In the last couple of years of her life, she and I became closer than we ever had been before, enjoying the time we spent together. These birds, an accidental collection of hers, have taken on special meaning to me. They represent memories of Lillian.
Starting with my grandparents, I have kept a memento of each passing elder. The token brings back the person whenever I look at the object. My grandmother was the first to go, and the jade plant on our back porch is a cutting from the original jade plant that my mother brought home after my grandmother's death. My grandmother told me family history, taught me the 'proper' way to do things, and saved my favorite magazine so that I could cut out the paper dolls in the back. She had a small garden where iris, grapes, and calla lilies grew, which sparked my interest in gardening.
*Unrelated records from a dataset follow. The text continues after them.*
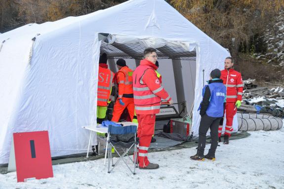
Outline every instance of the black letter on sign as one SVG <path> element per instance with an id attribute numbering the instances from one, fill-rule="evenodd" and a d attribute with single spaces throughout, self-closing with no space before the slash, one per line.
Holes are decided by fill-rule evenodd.
<path id="1" fill-rule="evenodd" d="M 35 148 L 35 141 L 30 140 L 31 152 L 32 153 L 32 158 L 36 158 L 36 149 Z"/>

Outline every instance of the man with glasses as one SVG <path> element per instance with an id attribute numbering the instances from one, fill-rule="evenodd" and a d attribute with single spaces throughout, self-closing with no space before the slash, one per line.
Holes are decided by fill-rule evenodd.
<path id="1" fill-rule="evenodd" d="M 154 134 L 156 114 L 160 113 L 161 99 L 169 104 L 172 100 L 157 77 L 155 63 L 158 59 L 157 50 L 147 48 L 144 51 L 144 59 L 133 72 L 133 94 L 135 112 L 138 121 L 139 138 L 138 160 L 140 169 L 155 169 L 158 164 L 151 163 L 147 157 L 152 135 Z"/>
<path id="2" fill-rule="evenodd" d="M 233 59 L 231 57 L 225 59 L 225 69 L 221 71 L 220 79 L 227 89 L 226 103 L 226 127 L 224 136 L 224 144 L 229 144 L 229 138 L 233 131 L 233 119 L 237 113 L 237 108 L 241 104 L 243 96 L 243 80 L 241 73 L 234 70 Z M 219 125 L 219 142 L 221 142 L 221 135 L 223 128 L 223 118 L 221 119 Z"/>

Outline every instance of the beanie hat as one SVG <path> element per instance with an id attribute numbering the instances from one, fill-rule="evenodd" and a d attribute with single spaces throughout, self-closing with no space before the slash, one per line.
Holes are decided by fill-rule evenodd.
<path id="1" fill-rule="evenodd" d="M 126 62 L 125 62 L 125 60 L 121 58 L 120 59 L 118 59 L 118 61 L 117 61 L 117 65 L 123 67 L 124 66 L 126 66 Z"/>
<path id="2" fill-rule="evenodd" d="M 99 63 L 107 64 L 107 61 L 108 61 L 108 57 L 107 54 L 105 53 L 103 53 L 103 54 L 102 54 L 100 56 L 100 59 L 99 60 Z"/>
<path id="3" fill-rule="evenodd" d="M 158 61 L 158 60 L 156 61 L 156 63 L 155 64 L 155 65 L 156 65 L 156 66 L 159 68 L 159 62 Z"/>
<path id="4" fill-rule="evenodd" d="M 220 78 L 221 76 L 221 71 L 219 69 L 214 69 L 210 73 L 210 76 L 212 77 L 212 79 L 217 78 L 218 79 Z"/>

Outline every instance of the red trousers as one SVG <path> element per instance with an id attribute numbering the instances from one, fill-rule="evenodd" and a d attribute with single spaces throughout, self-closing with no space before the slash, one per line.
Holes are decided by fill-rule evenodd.
<path id="1" fill-rule="evenodd" d="M 226 126 L 225 128 L 225 134 L 231 136 L 231 134 L 233 132 L 233 119 L 234 115 L 237 113 L 237 107 L 236 102 L 227 102 L 225 108 L 226 113 Z M 221 137 L 222 129 L 223 128 L 223 123 L 222 125 L 219 125 L 218 136 Z"/>
<path id="2" fill-rule="evenodd" d="M 152 136 L 154 134 L 156 114 L 137 114 L 137 116 L 139 124 L 137 137 L 139 138 L 138 160 L 139 166 L 145 167 L 150 163 L 147 153 Z"/>
<path id="3" fill-rule="evenodd" d="M 119 99 L 117 100 L 114 107 L 114 112 L 113 113 L 113 118 L 112 121 L 119 122 L 122 113 L 125 108 L 127 109 L 130 117 L 132 119 L 134 115 L 134 101 L 133 98 L 122 97 L 122 102 L 124 105 L 122 106 L 120 103 Z"/>

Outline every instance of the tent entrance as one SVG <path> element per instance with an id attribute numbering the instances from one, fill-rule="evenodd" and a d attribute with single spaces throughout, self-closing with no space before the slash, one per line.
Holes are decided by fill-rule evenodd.
<path id="1" fill-rule="evenodd" d="M 100 53 L 108 56 L 110 69 L 118 71 L 115 62 L 123 58 L 131 69 L 139 66 L 143 51 L 148 47 L 157 50 L 162 85 L 170 93 L 178 113 L 184 116 L 189 113 L 194 100 L 196 72 L 195 46 L 186 41 L 167 41 L 161 38 L 139 38 L 122 35 L 99 34 L 101 40 Z M 185 110 L 183 103 L 186 102 Z M 169 115 L 170 117 L 170 115 Z"/>

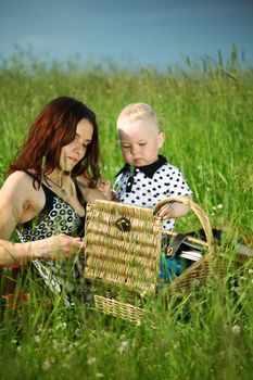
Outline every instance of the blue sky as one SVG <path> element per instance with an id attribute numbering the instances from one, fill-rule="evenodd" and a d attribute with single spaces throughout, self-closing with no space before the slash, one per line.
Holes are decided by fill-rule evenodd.
<path id="1" fill-rule="evenodd" d="M 253 0 L 0 0 L 0 54 L 163 66 L 184 56 L 253 62 Z"/>

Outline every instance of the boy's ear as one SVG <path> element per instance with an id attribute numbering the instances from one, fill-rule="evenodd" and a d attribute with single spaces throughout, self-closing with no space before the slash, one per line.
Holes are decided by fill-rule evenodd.
<path id="1" fill-rule="evenodd" d="M 164 132 L 160 132 L 159 134 L 159 149 L 163 147 L 164 140 L 165 140 Z"/>

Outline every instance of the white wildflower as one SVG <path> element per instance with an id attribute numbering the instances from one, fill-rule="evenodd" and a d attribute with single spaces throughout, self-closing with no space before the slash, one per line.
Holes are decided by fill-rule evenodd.
<path id="1" fill-rule="evenodd" d="M 89 357 L 87 360 L 88 366 L 92 366 L 96 363 L 96 357 Z"/>
<path id="2" fill-rule="evenodd" d="M 117 351 L 122 354 L 124 351 L 128 349 L 129 343 L 127 341 L 122 341 L 122 344 L 117 349 Z"/>
<path id="3" fill-rule="evenodd" d="M 238 335 L 241 332 L 241 328 L 239 325 L 233 325 L 231 330 L 232 330 L 232 333 L 235 333 L 235 335 Z"/>
<path id="4" fill-rule="evenodd" d="M 52 363 L 49 360 L 45 360 L 42 364 L 42 370 L 48 370 L 51 367 Z"/>

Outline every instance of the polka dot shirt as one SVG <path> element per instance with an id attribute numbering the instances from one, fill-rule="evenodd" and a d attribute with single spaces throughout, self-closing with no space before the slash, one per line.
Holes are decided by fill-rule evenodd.
<path id="1" fill-rule="evenodd" d="M 153 207 L 167 197 L 192 194 L 179 169 L 159 155 L 151 165 L 132 168 L 126 164 L 116 175 L 115 199 L 118 202 Z M 173 230 L 175 219 L 164 220 L 163 228 Z"/>

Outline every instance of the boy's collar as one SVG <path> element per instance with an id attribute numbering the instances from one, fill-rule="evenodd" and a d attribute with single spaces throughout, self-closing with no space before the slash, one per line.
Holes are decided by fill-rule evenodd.
<path id="1" fill-rule="evenodd" d="M 129 164 L 125 164 L 125 166 L 116 174 L 116 177 L 119 176 L 119 174 L 122 173 L 134 172 L 132 175 L 135 176 L 137 172 L 142 172 L 147 177 L 153 178 L 153 175 L 155 174 L 155 172 L 166 163 L 167 163 L 167 160 L 163 155 L 159 155 L 159 160 L 150 165 L 132 167 Z"/>

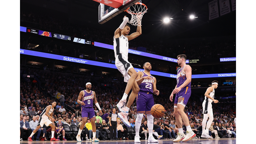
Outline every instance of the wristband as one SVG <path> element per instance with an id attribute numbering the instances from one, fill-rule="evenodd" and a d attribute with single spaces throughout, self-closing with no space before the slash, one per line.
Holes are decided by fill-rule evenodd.
<path id="1" fill-rule="evenodd" d="M 99 110 L 101 110 L 101 109 L 100 108 L 100 105 L 98 103 L 97 103 L 96 104 L 95 104 L 95 105 L 96 105 L 96 106 L 97 107 L 98 109 L 99 109 Z"/>

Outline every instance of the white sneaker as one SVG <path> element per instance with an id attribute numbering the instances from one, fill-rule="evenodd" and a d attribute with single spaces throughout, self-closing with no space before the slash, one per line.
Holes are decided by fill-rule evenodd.
<path id="1" fill-rule="evenodd" d="M 202 134 L 201 137 L 209 139 L 212 139 L 212 137 L 209 136 L 209 134 L 207 133 L 203 133 Z"/>
<path id="2" fill-rule="evenodd" d="M 179 142 L 182 140 L 185 137 L 185 135 L 184 134 L 181 134 L 180 133 L 177 133 L 177 135 L 176 136 L 176 139 L 172 141 L 173 142 Z"/>
<path id="3" fill-rule="evenodd" d="M 135 136 L 134 137 L 134 143 L 140 143 L 139 136 Z"/>
<path id="4" fill-rule="evenodd" d="M 116 106 L 118 108 L 119 110 L 121 112 L 126 113 L 128 113 L 129 112 L 129 110 L 126 108 L 126 107 L 125 106 L 126 103 L 126 99 L 124 99 L 123 100 L 120 100 L 119 101 L 119 102 L 116 105 Z"/>
<path id="5" fill-rule="evenodd" d="M 99 141 L 96 138 L 92 138 L 92 141 L 94 142 L 99 142 Z"/>
<path id="6" fill-rule="evenodd" d="M 196 134 L 193 131 L 189 132 L 187 131 L 187 134 L 186 134 L 185 138 L 182 140 L 182 141 L 188 141 L 196 136 Z"/>
<path id="7" fill-rule="evenodd" d="M 159 136 L 158 137 L 158 139 L 161 139 L 161 138 L 162 138 L 162 137 L 163 137 L 163 136 L 162 135 Z"/>
<path id="8" fill-rule="evenodd" d="M 155 139 L 155 138 L 153 136 L 151 136 L 148 137 L 148 142 L 158 143 L 158 140 Z"/>
<path id="9" fill-rule="evenodd" d="M 81 138 L 80 137 L 80 135 L 77 135 L 76 136 L 76 140 L 78 142 L 81 142 L 82 141 Z"/>

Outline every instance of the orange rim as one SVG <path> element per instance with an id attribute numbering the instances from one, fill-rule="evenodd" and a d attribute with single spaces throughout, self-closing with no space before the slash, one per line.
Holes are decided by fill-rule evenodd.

My mother sent me envelopes of autumn leaves each year. I've saved them in a box and added many more of my own. When I sift through them in September, I remember her and realize how often I use leaves as symbols and motifs in my artwork.
The most unusual memento, an electric can opener, represents my grandfather. Yes, a can opener, which was the only thing left in his apartment after my mother had packed away the things she treasured. The can opener continued its useful life for many years until it finally gave out. Now it sits in my workroom as a bookend. I have other objects that belonged to my grandfather now, but the can opener always brings a smile to my face in memory of the whimsical, fun-loving storyteller who was my grandfather.
Iris Apfel, who is 93 and still a designer, once said in a New York Times article: "I think it's wonderful to have stuff and live with memories and things you enjoy." If Iris can do that, so can I.